Boyfriends? Plural? When had that happened? No, wait, how had that happened? Firmly squelching the very obvious reasons on 'how' that might've happened – just look at Winry and there were plenty of reasons how and why she might've had a boyfriend or even more than one and Edward realized that terrible squealing sound was coming from his metal hand and forced his fist to unclench. "How many?" The words sounded as if they'd been run over a cheese grater.


"Boyfriends." So he'd know just how many people he needed to kill. Or at least maim. Beat up. What-the-hell-ever.

"Aheh." Alphonse scrubbed his hand through the hair on the back of his head.

"Al." Edward said it quietly but the question carried in the little room all the same. "How. Many?"

"Um…I don't know, I never asked? It was something Paninya said."

Paninya? Who knew what that little thief might've filled Al's head with. How would she know if Winry had a boyfriend or even more than one?

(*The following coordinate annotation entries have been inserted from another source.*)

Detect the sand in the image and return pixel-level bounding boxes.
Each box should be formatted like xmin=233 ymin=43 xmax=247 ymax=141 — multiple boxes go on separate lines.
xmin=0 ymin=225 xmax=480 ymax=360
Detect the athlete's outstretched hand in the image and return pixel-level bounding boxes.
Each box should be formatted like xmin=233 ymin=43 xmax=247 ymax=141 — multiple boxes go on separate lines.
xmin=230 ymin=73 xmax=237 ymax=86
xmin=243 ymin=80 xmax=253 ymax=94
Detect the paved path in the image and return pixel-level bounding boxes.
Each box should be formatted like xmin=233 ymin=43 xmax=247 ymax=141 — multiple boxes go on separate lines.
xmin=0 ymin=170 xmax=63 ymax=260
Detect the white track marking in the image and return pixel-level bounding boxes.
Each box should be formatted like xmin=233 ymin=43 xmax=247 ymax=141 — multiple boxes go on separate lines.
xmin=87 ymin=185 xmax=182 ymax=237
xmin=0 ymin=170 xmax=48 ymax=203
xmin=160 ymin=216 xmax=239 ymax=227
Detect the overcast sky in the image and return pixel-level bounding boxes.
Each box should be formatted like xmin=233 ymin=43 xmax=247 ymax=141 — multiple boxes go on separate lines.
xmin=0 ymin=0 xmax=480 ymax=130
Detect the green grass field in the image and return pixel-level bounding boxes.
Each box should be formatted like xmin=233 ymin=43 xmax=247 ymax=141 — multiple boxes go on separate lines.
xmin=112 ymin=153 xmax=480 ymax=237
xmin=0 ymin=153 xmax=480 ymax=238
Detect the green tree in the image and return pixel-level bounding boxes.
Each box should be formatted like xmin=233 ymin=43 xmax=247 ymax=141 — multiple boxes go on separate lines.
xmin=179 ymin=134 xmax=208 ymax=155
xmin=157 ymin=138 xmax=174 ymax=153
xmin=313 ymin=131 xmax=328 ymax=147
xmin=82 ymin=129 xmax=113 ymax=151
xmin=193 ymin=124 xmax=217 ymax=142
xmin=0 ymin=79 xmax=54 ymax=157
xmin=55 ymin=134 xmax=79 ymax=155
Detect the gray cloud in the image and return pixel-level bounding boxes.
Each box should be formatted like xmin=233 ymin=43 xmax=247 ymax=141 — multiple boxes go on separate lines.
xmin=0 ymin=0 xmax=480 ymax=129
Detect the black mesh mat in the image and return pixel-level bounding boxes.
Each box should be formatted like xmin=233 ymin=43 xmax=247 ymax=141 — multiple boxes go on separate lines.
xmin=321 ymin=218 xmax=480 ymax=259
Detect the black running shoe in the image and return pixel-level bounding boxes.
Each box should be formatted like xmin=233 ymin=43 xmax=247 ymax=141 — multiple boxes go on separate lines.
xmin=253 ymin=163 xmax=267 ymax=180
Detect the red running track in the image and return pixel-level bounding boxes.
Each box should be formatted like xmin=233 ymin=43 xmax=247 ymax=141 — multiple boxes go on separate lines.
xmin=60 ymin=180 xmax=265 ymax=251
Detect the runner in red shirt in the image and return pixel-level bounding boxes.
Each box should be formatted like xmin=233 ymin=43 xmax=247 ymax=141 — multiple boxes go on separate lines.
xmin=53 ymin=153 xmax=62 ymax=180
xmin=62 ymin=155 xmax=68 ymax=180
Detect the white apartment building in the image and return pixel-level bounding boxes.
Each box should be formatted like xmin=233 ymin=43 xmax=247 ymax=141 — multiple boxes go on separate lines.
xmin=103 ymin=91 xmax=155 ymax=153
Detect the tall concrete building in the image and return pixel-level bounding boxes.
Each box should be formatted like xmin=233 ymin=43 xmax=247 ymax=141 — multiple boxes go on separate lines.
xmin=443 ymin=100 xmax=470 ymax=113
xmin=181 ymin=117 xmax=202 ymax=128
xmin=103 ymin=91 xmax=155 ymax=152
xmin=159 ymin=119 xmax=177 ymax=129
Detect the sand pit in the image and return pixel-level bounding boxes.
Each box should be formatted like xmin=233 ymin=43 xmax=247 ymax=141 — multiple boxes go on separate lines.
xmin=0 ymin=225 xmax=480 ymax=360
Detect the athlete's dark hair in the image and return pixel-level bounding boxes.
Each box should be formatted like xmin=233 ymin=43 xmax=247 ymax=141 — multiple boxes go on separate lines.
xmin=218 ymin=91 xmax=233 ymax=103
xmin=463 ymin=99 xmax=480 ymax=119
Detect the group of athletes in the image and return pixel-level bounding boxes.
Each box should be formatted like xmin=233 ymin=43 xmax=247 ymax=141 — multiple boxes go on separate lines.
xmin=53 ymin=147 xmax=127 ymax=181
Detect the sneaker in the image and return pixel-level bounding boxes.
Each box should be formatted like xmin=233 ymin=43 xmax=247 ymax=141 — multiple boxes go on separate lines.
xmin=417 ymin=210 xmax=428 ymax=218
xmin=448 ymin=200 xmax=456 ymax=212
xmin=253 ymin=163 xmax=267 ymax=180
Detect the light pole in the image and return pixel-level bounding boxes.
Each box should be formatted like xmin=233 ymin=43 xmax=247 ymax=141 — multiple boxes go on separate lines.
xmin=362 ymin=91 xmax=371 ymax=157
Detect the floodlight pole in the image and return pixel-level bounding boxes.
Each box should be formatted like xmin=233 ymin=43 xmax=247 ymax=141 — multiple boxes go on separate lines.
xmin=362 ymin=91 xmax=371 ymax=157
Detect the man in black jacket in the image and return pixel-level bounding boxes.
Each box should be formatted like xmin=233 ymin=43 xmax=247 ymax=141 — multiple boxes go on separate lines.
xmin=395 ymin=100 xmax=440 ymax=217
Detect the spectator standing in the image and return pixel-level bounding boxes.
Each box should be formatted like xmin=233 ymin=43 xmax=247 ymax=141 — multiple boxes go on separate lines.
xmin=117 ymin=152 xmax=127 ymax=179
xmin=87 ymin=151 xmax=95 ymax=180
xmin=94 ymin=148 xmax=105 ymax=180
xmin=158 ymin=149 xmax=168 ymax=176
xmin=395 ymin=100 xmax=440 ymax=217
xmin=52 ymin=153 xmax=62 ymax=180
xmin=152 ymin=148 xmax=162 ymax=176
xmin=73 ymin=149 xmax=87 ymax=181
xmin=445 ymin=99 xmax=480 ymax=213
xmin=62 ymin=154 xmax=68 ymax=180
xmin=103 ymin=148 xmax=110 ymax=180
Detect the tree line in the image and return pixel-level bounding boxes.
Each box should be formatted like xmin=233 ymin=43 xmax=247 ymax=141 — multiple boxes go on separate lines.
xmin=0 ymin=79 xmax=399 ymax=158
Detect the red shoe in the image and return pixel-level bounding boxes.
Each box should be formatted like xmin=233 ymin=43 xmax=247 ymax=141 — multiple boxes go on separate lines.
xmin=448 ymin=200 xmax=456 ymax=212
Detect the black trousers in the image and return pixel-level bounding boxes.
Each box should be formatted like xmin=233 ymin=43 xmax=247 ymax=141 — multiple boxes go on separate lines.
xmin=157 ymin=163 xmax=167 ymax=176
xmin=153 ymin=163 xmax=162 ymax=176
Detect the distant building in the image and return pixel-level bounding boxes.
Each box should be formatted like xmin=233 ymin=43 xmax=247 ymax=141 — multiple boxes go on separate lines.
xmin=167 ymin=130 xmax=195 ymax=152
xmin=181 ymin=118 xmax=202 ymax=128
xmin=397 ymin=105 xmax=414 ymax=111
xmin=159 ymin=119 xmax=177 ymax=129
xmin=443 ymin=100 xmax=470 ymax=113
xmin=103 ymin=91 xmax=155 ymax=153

Oh, wait, she lived here in Rush Valley and, with her perching on walls and crap, she probably heard every last bit of gossip in the entire town.

"You know," Alphonse broke into Edward's thoughts, "you could just ask Winry about her boyfriends." He jerked his hands up protectively at the teeth-gnashing face Edward presented him. "Don't bare your teeth at me, Brother! It's not my fault you have the romantic know-how of a slug."

"A slug?" Edward almost howled but remembered, at the last second, who else might be sleeping in the house. "I'm not a slug!"

Alphonse's response was to raise first one, then the other eyebrow.

Grumbling, Edward gritted his teeth. "I'm not."

"You still don't know the first thing about romance."

Edward snapped an obscene Xingese gesture – heh, sometimes Ling was useful – his brother's way. "I do, too!"

Nonplussed, Alphonse wriggled on his bed, getting comfortable. "You don't. You're going to fail miserably and Dad and Granny will laugh. And Winry will be embarrassed. And," a gloating tone took over, "General Mustang will use you as an example of how not to treat women."

Moving before he even realized he was out of the bed, Edward kicked Alphonse's bedframe, sending it – and Al – crashing into the wall. "Gah! He will not!" Standing over Alphonse's wrecked bed, Edward growled at his brother. "Because I know how to treat women! And I'll prove it and wreck that bet!"

Spinning on his heel, he stomped out of the room, not hearing Alphonse snicker, "That'll be the day."